The other reason this is a mistake is because it is unsustainable. If you cut out a ton of food instantly, sure you might find for a couple of days you feel great and "wow, I'm eating so well, I feel so good about myself" but give it a week and you're going to be thinking "I really miss crisps/chocolate/cake" and find you can't stop thinking about it and you'll find yourself back in the bottom of that multipack of Walkers. It is much better to make small adjustments to your eating habits. That way you are much more likely to stick to the change rather than these "all or nothing radical changes". Replace some of the foods you know aren't very nutritious for you one at a time or make sure your portion size is appropriate. Small, subtle changes over time are the best way to make a lifestyle change that will last.
2. Number 2 - They dive in head first with an intense work out plan.
"I'm going to hit the gym every day starting tomorrow/I'm going to get up at 5am every day and run 5 miles" etc etc, you get the idea, from zero to 60 in 24 hours. Much with point 1, you will feel boosted for a week, and sure for the odd person they may then keep this up, but for most people they will get bored of it and run out of steam after a week or two. Again, it's all about gradual change, firstly pick something you actually enjoy, don't go into this big running plan if you absolutely hate running as you'll just detest it and put yourself off exercising. Once you find a couple of types of exercise/workouts you like, add a couple in a week. As you start to get into the routine of doing those, then you can add in an extra workout session on another day and again gradually increase. Maybe for you, it's just walking to work instead of driving that you begin with. Make it sustainable and enjoyable! New habits take a while to form, so try not to change everything at once. Remember, it's not a case of working out for 3 months to lose weight and then stopping, keeping active is something we all need to do for the rest of our lives, and not just for weight loss but more importantly to keep healthy.
3. Number 3 - They think that a 20 minute work out twice a week will make a big change but don't think about how they spend the remaining hours of the day.
The work out is great, don't get me wrong, nothing wrong with a 20 minute work out if you managed to pack some good training in there. However if for the rest of that day you spend it sat at a desk/on a sofa, that's not really going to make a great deal of difference. What is important is making sure you keep moving the rest of the day. If you work from home, try and spend some of that time standing/pacing whilst you work and get up for regular walk around breaks. Get outside at lunchtime and go for a decent walk, the main thing is don't be sedentary.
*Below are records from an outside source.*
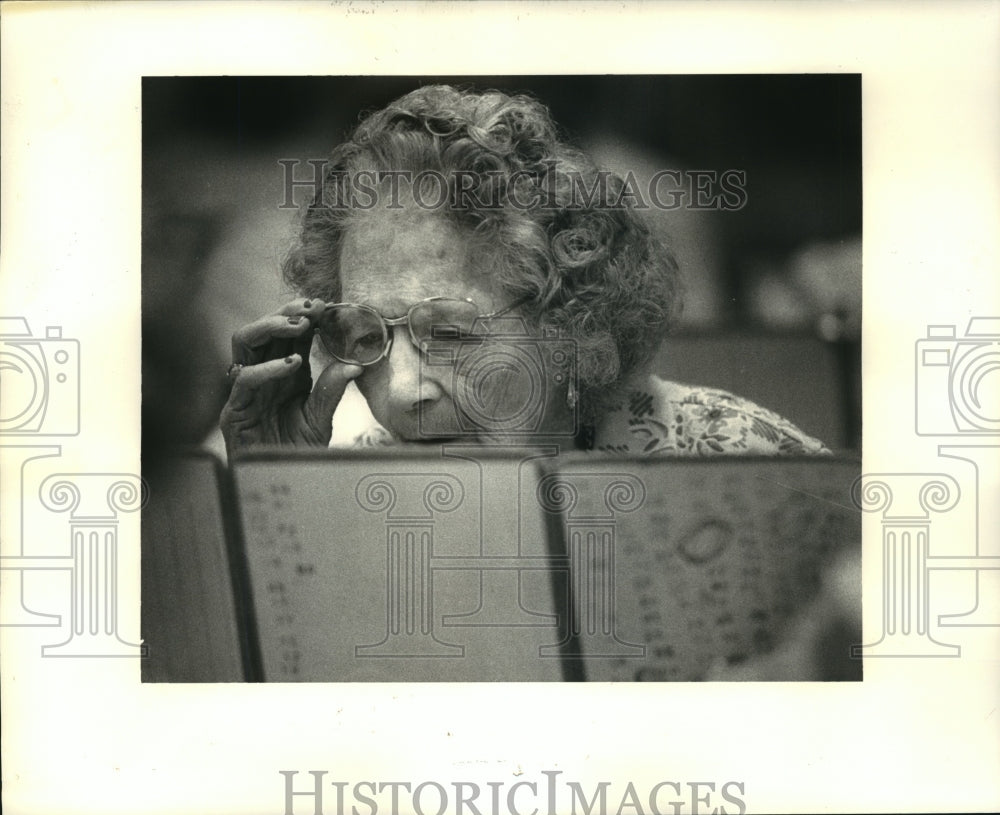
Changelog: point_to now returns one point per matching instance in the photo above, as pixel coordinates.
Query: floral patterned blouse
(669, 419)
(661, 418)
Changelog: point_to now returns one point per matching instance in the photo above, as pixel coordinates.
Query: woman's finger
(252, 377)
(250, 341)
If you work in an office, take the stairs instead of the lift, go speak to your colleague in person instead of sending them an email. Keep moving!
These are just 3 common mistakes, I can already think of another 3 and then some. If you'd like more advice/tips then get in touch, send me a message or give me a call, I'd be happy to help.
The key thing is, whatever little you may be doing, that's still better than nothing, so just keep adding a little more into the mix and keep going, make it a permanent lifestyle change, not a "quick fix detox". Keep persevering and most of all have fun whilst you keep active.